Guide

Recommendation systems explained

A recommendation system predicts which items a user is most likely to engage with next — a product to buy, a video to watch, a song to play, or an article to read. The engine behind Netflix rows, Amazon “customers also bought,” and TikTok feeds is not one algorithm but a pipeline: collect interaction signals, build user and item representations, score millions of candidates, rank the top few, and continuously measure whether clicks and dwell time improve. This guide walks through collaborative and content-based filtering, matrix factorization, modern two-tower deep models, the cold-start problem, ranking metrics like precision@K and NDCG, exploration vs exploitation, and the production checklist teams use before shipping a recommender.

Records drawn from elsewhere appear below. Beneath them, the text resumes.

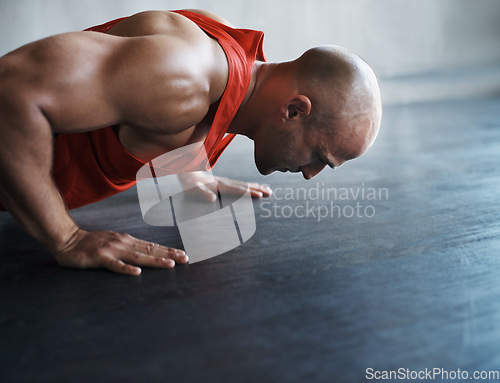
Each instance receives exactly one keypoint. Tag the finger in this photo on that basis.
(120, 267)
(206, 193)
(139, 259)
(156, 250)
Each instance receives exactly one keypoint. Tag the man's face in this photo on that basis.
(297, 148)
(293, 148)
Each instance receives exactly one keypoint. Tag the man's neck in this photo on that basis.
(241, 123)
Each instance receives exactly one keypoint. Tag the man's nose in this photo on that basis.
(309, 171)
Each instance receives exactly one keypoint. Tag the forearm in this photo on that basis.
(27, 189)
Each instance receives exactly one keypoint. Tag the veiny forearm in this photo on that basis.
(27, 189)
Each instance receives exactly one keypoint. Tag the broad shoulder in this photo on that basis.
(212, 15)
(161, 23)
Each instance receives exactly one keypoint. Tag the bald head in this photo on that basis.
(344, 94)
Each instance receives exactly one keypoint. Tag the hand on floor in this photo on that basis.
(196, 183)
(120, 253)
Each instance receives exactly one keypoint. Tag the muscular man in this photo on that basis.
(156, 80)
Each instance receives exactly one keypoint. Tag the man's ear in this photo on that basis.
(296, 107)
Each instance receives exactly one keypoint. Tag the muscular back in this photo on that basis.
(156, 83)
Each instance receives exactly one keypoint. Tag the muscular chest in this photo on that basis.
(146, 145)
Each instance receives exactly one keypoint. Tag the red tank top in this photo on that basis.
(91, 166)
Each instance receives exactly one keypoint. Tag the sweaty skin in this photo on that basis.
(156, 64)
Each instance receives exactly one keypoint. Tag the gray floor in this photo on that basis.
(406, 276)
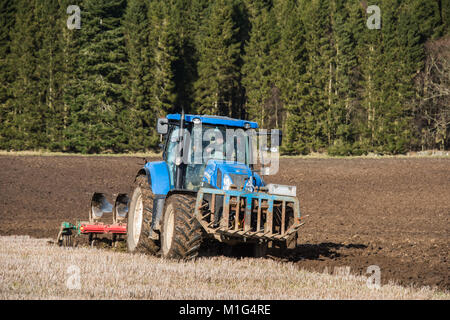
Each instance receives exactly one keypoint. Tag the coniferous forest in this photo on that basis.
(317, 69)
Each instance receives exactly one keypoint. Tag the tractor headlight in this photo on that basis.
(226, 182)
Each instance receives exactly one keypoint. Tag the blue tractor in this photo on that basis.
(177, 203)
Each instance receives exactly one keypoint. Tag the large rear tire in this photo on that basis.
(181, 233)
(140, 218)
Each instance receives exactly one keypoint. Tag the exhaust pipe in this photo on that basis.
(120, 210)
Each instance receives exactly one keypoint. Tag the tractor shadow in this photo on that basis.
(319, 252)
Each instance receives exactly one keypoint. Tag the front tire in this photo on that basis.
(139, 218)
(181, 233)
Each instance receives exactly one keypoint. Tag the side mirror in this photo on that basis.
(162, 126)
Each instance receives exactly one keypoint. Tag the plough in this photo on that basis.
(100, 207)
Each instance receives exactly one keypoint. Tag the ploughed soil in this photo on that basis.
(389, 212)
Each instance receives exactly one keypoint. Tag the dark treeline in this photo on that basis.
(312, 68)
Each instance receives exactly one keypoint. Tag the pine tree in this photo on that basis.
(98, 111)
(290, 60)
(7, 12)
(218, 66)
(162, 38)
(319, 75)
(25, 124)
(258, 70)
(139, 117)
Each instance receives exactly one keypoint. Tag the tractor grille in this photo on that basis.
(238, 179)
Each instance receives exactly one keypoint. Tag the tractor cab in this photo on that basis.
(209, 151)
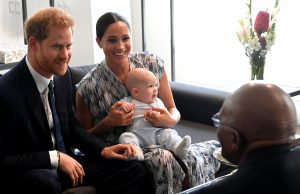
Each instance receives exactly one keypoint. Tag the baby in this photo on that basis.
(143, 87)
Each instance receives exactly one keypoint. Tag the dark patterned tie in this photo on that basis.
(58, 137)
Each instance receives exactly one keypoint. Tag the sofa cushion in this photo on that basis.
(197, 103)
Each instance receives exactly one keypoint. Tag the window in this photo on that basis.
(207, 50)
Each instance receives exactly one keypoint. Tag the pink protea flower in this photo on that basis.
(261, 24)
(263, 42)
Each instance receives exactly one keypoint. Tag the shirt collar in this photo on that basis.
(40, 81)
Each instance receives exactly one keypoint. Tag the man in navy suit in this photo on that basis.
(256, 128)
(29, 159)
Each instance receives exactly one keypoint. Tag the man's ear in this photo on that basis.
(99, 42)
(32, 43)
(236, 140)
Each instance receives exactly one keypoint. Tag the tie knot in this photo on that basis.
(50, 86)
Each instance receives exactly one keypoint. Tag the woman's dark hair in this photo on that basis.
(106, 20)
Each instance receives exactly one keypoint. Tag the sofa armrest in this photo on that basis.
(197, 103)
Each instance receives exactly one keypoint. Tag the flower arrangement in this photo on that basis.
(259, 39)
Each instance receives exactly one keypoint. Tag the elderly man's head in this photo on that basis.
(256, 115)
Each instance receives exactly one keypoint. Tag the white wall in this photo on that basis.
(11, 22)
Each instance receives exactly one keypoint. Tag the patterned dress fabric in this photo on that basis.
(100, 89)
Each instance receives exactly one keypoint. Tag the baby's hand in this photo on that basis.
(126, 107)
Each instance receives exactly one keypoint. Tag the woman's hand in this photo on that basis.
(118, 117)
(119, 151)
(160, 117)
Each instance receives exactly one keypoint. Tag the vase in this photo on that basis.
(257, 63)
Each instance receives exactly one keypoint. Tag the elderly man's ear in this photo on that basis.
(236, 140)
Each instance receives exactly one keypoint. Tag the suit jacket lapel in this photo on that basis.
(33, 98)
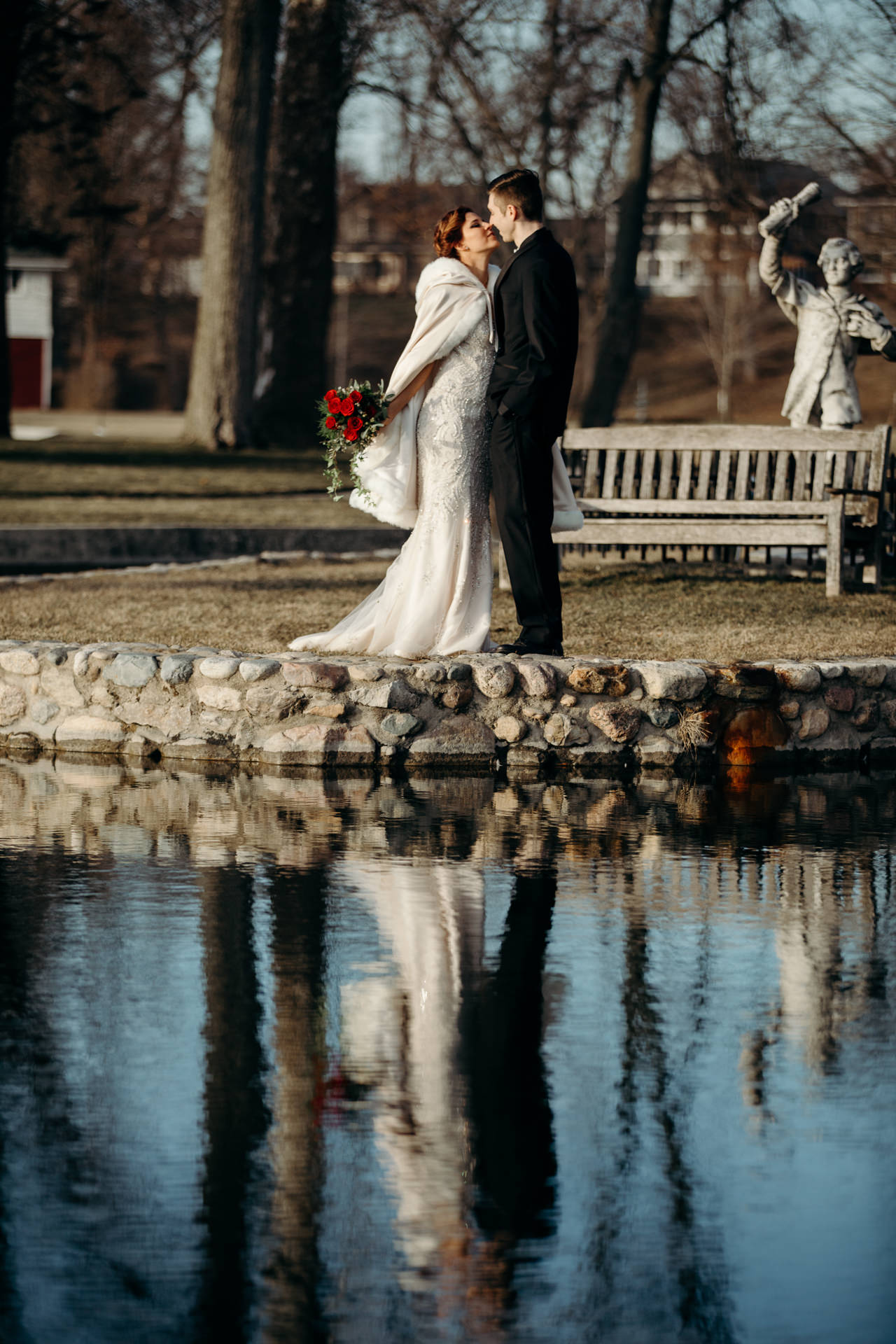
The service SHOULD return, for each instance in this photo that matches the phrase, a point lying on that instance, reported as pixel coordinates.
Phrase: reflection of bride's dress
(437, 596)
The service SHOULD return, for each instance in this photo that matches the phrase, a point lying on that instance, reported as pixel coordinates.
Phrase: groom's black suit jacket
(536, 312)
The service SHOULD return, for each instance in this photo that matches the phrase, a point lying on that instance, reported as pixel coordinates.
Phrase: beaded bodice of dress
(451, 435)
(437, 596)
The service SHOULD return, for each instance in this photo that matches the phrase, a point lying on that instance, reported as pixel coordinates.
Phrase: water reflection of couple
(468, 419)
(454, 1049)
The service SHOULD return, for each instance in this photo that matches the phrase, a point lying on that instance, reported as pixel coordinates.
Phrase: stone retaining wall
(475, 713)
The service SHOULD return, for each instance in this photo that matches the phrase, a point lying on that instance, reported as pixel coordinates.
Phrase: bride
(429, 467)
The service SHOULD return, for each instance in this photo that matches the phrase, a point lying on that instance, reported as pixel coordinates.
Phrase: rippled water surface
(300, 1058)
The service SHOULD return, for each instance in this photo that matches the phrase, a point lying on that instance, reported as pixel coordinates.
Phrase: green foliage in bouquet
(349, 420)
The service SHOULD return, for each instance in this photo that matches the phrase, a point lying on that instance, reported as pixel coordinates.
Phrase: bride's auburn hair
(450, 230)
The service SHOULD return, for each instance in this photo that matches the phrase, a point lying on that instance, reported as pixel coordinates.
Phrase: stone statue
(834, 324)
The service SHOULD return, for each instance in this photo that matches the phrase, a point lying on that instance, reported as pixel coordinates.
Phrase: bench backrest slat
(629, 467)
(666, 464)
(609, 489)
(742, 476)
(685, 470)
(801, 470)
(820, 464)
(780, 468)
(648, 467)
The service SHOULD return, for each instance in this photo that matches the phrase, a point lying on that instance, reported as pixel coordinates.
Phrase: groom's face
(500, 218)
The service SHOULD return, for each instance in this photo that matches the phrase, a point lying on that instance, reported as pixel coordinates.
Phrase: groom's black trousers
(523, 492)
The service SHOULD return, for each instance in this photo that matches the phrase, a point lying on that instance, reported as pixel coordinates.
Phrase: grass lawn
(121, 468)
(615, 610)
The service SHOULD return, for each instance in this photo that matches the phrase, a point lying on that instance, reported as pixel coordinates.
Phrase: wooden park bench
(720, 487)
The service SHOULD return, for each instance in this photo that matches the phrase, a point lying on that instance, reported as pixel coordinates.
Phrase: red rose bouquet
(351, 419)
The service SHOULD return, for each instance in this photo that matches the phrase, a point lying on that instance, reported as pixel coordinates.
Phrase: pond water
(296, 1059)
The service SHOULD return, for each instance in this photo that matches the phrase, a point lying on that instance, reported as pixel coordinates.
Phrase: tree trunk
(618, 334)
(10, 54)
(219, 405)
(314, 84)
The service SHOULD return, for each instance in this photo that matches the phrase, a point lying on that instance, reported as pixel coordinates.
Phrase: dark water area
(293, 1059)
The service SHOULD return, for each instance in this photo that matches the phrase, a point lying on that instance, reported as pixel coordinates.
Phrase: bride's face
(477, 238)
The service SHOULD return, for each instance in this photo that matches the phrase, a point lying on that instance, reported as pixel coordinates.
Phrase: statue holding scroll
(834, 324)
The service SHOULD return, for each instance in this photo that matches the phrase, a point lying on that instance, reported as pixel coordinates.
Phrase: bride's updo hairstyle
(450, 230)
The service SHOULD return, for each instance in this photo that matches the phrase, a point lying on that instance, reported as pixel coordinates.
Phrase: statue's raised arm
(834, 324)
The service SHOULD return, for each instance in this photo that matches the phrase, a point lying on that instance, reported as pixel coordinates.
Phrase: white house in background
(30, 326)
(692, 200)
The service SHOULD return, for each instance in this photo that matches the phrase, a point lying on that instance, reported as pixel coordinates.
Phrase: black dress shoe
(520, 647)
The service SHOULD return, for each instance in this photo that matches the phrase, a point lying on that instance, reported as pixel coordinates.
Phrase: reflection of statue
(834, 326)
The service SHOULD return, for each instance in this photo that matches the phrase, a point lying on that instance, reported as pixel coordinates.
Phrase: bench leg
(834, 549)
(504, 577)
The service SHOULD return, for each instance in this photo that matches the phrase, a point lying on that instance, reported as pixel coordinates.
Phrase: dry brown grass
(244, 511)
(121, 468)
(614, 612)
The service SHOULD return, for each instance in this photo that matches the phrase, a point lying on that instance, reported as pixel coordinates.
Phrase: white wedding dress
(437, 594)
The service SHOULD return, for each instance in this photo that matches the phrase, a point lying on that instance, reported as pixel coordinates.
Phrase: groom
(536, 312)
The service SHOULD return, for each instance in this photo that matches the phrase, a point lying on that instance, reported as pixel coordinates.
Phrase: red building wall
(26, 360)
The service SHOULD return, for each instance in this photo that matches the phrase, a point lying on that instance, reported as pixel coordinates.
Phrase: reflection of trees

The problem: sparse user-item interactions

At the core is a user-item interaction matrix: rows are users, columns are items, cells hold signals — explicit ratings (1–5 stars), implicit events (clicks, purchases, watch time), or both. Real matrices are enormous and sparse: a shopper who browsed 200 products out of a catalog of two million has 99.99% empty cells. The job is to fill in plausible scores for unseen pairs and return the highest-ranked items per user.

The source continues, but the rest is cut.